After a loss of $0.07 per diluted share in 2016, Imperva is expected to earn an impressive $0.81 per diluted share this year and $0.94 per diluted share in 2018. The company could make as much as $1.08 per diluted share in 2018.
The earnings picture is quite bullish. The rise in the earnings per share (EPS) estimates over the past 60 and 90 days indicates a company that is accelerating its earnings growth.
Furthermore, Imperva has beaten the consensus EPS in four straight quarters. What was impressive was the average beats of 150%, 967%, 325%, and 380% to the next quarter.
The chart of Imperva stock dating back to 2012 displays several breakouts and subsequent failures to hold. This includes two rallies from $30.00 in November 2012 to $60.00 in February 2014, followed by a move from $20.00 in May 2014 to $77.00 in November 2015.

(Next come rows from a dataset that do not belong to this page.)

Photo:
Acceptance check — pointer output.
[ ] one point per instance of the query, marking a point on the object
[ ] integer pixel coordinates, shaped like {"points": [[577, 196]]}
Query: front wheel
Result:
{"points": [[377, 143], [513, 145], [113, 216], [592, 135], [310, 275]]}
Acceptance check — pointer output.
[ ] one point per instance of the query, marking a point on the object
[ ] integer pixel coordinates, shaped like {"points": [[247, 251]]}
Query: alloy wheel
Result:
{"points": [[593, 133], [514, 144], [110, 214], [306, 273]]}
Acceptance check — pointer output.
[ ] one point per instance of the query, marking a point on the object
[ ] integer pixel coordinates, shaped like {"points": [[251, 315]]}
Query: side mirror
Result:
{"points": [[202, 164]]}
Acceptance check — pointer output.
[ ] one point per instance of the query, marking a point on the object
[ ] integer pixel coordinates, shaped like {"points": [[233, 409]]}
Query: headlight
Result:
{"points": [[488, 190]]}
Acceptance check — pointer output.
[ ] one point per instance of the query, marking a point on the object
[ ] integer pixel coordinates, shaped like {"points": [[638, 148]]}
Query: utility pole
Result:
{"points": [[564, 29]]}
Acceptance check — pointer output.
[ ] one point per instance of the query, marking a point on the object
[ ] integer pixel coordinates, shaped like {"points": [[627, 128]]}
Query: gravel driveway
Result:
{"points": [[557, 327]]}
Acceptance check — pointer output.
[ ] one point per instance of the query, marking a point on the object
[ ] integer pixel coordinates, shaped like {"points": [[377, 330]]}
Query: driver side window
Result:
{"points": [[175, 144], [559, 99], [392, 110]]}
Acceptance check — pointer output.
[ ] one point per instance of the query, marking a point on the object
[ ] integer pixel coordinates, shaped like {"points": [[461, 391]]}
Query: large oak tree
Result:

Chart courtesy of StockCharts.com
The inability to hold has been a disappointment, but there are some positive signs emerging on the daily chart.
Over the last three months, IMPV stock appears to be breaking higher from the base at $42.00 to $43.00 that began in August.
Chart courtesy of StockCharts.com
An uptick in the relative strength indicator (RSI) and a bullish moving average convergence/divergence (MACD) crossover could drive Imperva stock toward the recent $52.00 double top in June and July. A breakout here could see IMPV stock take a run at $55.00 and the 52-week high, representing a 30% move.
Of course, if Imperva can deliver the strong growth metrics, I wouldn’t be surprised to see an eventual move above $60.00 and toward its previous high.